In the book, Smart Policies for Workplace Technologies: Email, Blogs, Cell Phones & More (Society for Human Resource Management, 2009), the author advises making it clear that an organization’s rules of conduct extend to e-mail and instant messaging as “the extremely informal nature of [instant messaging] makes it even more vulnerable” to harassment, inappropriate jokes and comments, and unprofessional conduct.
“People tend to lose their minds as to where the boundaries lie” with the new technology, Atkins said. “It’s so fast. It’s so quick. You get that little thrill from it that you’re connecting and impacting people in real time.”
Contributing to the “messy blur” between work and personal time is that social media tools move easily between work and non-work life, fitting into someone’s pocket on the shop floor, she noted.
And while some might question whether the media tool—such as an employer-provided BlackBerry, computer or cell phone—belongs to the individual or the employer and whether its use really impacts the workplace, “you have no reasonable expectation of privacy at work, and what you do is not necessarily private and protected,” Atkins said.
In managing the next generation of workers, it’s important for HR to realize those workers have “much looser attitudes about posting pictures of [themselves] online,” and the stakes for potential harassment climb when workers start adding video-rich content.

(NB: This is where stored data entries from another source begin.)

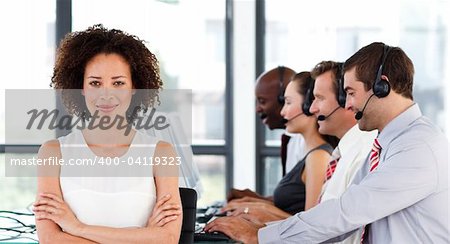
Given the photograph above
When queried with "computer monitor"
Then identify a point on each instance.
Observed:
(175, 134)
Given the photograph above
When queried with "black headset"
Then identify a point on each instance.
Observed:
(280, 97)
(309, 97)
(341, 94)
(381, 86)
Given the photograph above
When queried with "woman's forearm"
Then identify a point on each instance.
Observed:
(62, 237)
(103, 234)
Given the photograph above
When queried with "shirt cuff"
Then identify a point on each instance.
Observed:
(269, 234)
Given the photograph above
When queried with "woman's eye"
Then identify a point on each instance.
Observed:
(119, 83)
(94, 83)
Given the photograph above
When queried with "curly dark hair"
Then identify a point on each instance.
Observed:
(78, 48)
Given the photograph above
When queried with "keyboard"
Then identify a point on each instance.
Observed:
(205, 215)
(211, 236)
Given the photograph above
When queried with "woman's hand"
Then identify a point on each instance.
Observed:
(236, 194)
(52, 207)
(164, 212)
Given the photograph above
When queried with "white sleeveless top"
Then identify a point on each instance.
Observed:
(108, 201)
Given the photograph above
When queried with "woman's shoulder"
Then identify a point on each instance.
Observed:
(51, 147)
(320, 152)
(145, 138)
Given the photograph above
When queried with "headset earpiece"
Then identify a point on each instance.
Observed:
(309, 97)
(381, 86)
(341, 94)
(280, 97)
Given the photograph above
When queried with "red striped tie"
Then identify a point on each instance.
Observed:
(375, 155)
(374, 161)
(333, 163)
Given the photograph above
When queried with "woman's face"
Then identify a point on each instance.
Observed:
(292, 111)
(107, 85)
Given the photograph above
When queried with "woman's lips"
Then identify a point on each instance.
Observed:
(106, 108)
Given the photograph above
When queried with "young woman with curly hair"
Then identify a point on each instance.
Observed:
(104, 74)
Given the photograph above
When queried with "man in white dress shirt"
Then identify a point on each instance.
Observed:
(269, 92)
(334, 119)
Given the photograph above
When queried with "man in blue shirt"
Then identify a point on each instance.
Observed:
(400, 195)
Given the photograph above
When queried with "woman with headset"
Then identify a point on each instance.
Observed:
(300, 189)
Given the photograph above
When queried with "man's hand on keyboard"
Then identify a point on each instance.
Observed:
(236, 228)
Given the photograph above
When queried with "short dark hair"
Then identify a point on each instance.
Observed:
(78, 48)
(326, 66)
(398, 67)
(305, 83)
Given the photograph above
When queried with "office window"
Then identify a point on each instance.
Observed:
(27, 47)
(299, 34)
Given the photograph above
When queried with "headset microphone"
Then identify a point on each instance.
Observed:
(359, 114)
(287, 120)
(323, 117)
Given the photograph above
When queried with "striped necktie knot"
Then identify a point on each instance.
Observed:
(375, 155)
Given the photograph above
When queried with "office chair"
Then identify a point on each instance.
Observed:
(189, 202)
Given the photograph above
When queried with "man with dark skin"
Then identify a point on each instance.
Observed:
(269, 93)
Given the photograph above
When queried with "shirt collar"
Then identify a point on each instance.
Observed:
(352, 136)
(398, 124)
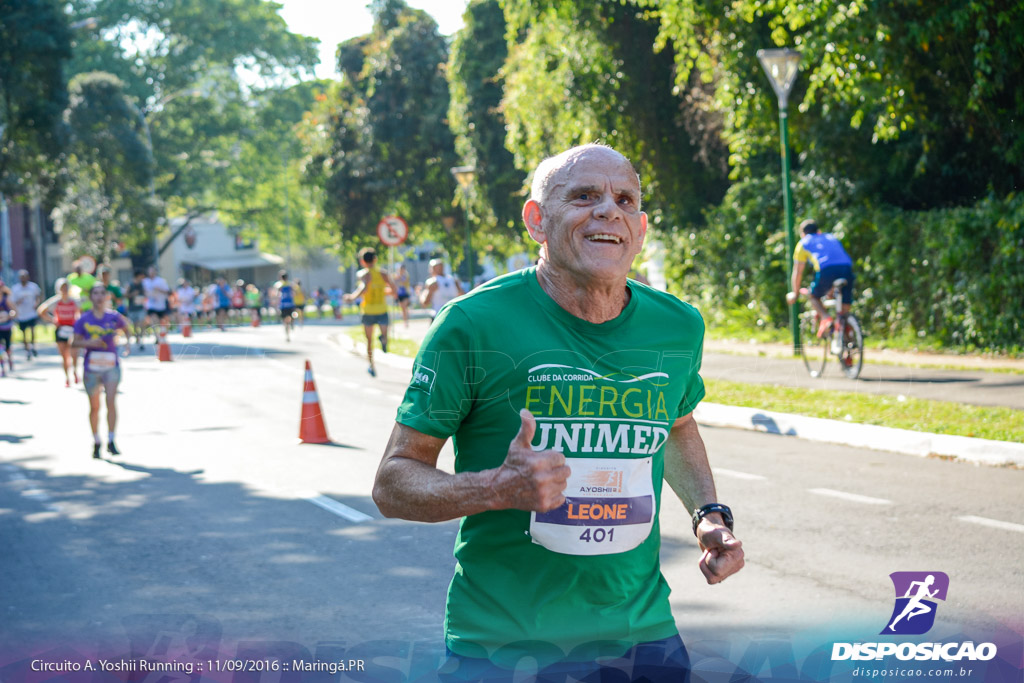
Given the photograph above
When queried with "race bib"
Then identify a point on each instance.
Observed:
(608, 508)
(102, 360)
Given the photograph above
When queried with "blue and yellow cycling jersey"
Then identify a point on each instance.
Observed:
(822, 250)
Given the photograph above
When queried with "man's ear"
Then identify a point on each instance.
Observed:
(532, 217)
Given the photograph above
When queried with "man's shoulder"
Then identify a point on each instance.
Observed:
(512, 285)
(668, 305)
(496, 298)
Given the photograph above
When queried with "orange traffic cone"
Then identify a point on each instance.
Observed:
(163, 348)
(311, 428)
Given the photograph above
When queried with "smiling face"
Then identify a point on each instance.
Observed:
(590, 220)
(97, 295)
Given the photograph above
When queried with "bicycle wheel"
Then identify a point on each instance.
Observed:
(851, 358)
(814, 349)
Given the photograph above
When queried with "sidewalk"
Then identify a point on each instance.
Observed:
(774, 365)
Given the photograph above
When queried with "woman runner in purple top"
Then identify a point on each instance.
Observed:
(96, 332)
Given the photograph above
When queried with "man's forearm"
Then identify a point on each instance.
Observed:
(412, 489)
(686, 467)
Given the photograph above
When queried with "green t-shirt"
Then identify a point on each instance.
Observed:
(80, 287)
(605, 395)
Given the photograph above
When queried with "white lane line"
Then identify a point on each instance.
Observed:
(283, 365)
(721, 471)
(994, 523)
(331, 505)
(853, 498)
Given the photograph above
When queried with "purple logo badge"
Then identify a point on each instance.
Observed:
(915, 595)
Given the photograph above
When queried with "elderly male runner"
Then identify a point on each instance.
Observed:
(568, 391)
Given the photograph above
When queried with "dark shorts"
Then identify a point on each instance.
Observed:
(824, 279)
(657, 662)
(375, 318)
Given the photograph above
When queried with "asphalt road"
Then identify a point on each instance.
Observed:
(216, 534)
(976, 387)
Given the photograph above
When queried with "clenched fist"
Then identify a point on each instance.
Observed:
(528, 479)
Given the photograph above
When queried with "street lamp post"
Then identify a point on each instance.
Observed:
(780, 66)
(465, 175)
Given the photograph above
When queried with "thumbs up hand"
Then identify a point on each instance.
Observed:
(531, 479)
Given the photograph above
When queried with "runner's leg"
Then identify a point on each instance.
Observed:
(369, 330)
(94, 419)
(111, 389)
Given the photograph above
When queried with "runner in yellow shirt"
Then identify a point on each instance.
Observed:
(374, 287)
(300, 301)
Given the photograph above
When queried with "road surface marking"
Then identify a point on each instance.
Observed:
(853, 498)
(994, 523)
(331, 505)
(737, 475)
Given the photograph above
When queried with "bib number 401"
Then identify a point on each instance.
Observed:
(597, 535)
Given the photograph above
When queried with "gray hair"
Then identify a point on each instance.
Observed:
(547, 171)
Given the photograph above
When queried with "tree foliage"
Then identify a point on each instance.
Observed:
(579, 74)
(478, 53)
(382, 144)
(182, 61)
(35, 45)
(919, 107)
(109, 203)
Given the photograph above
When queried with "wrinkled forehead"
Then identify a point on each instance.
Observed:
(589, 167)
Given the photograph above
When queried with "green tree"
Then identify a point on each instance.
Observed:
(579, 74)
(478, 52)
(920, 108)
(110, 170)
(183, 61)
(35, 45)
(381, 144)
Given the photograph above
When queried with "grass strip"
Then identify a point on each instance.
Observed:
(938, 417)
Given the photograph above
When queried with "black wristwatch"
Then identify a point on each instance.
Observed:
(705, 510)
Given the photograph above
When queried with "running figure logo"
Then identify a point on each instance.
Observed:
(915, 594)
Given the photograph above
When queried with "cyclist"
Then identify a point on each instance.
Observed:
(7, 315)
(62, 310)
(830, 262)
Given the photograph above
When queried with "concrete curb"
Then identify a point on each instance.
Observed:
(924, 444)
(860, 435)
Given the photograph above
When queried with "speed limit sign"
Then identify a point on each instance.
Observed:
(392, 230)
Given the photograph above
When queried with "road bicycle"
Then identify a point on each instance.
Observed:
(843, 338)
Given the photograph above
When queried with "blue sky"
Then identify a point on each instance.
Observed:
(337, 20)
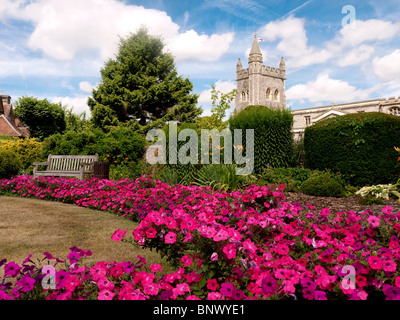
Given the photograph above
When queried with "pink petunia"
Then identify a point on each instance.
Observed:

Training is essential to warding off harassment, Atkins told SHRM Online.
“You got to bring it to life in training, and you’ve got to use contextual examples” to keep things “refreshed and totally up-to-date. The main issue is really making clear to employees, ‘yes, there can be this personal work/life blur. These are the rules when you’re on working time or on workplace equipment.’ ”
Problems arise, Atkins said, when a manager who has a great team of people is embarrassed about having to be stringent about the policy and tells them it doesn’t apply to them.
“Yeah, you don’t need to worry about it. You’re not going to abuse this [technology],” the manager tells them and turns a blind eye when the star employee does break the rule, Atkins says, sketching out a hypothetical situation. The problem is compounded when another worker misuses the technology and is disciplined.
“The employer can undermine the policy and kind of kick its legs out from it” by being inconsistent, Atkins said.
She advises customizing harassment training. Educate rank-and-file workers by setting expectations and being clear about the rules. Educate managers on issues such as how to deal with harassment complaints, the rules and guidelines for ‘friending’ employees on social web sites, and the duty to be vigilant in looking for transgressions and problems.
“The vast majority of HR headaches and nightmares and problems around this is not [related to] the malicious cybersexual deviant,” Atkins said, but “people who just haven’t thought through some of the implications of what they’re doing.”